About 10 years ago at Princeton Summer Squash Camp – back in the days when it was the USSRA Junior Training Center – we had a recurring problem with “sudden-onset” overuse injuries such as ankle sprain, “tennis” elbow, rotator cuff, hamsting pull, lower back, etc. with our junior campers aged 10-18. The problem of course, was that these young players had not been near a squash court for months – and now were on court for three hours in the morning and two to three hours in the afternon! Fatigue was exposing weaknesses in their physical preparation and causing both acute injuries and chronic injuries.

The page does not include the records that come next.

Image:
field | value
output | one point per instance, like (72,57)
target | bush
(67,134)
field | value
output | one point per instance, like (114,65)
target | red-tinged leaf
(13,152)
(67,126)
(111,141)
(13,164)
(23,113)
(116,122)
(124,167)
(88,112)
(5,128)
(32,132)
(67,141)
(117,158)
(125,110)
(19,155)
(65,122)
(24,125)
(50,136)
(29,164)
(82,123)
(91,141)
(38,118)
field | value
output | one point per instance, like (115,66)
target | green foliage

As the resident mental training consultant I was assigned the task of keeping these injured athletes busy as up until my arrival they had been consigned to “watching from the stands”. Here is the checklist (can be done in any order) we developed to keep them working hard on improving their squash:
- Upper body strength workout for lower body injury.
- Lower body strength workout for upper body injury.
- Referee a match.
- Watch a pro match on video.
- Read Porter & Foster’s (1986) chapter on “Mental Training for the Injured Athlete”.
- Listen to a relaxation tape.
- Hit solo in a stationary position.
- Do a bike interval workout (for upper limb injury).
- Read a squash book.
- Watch a squash instructional video.
- Realistic ghosting (for upper limb injury).
- Hit volleys from a chair on court (if spare kid available).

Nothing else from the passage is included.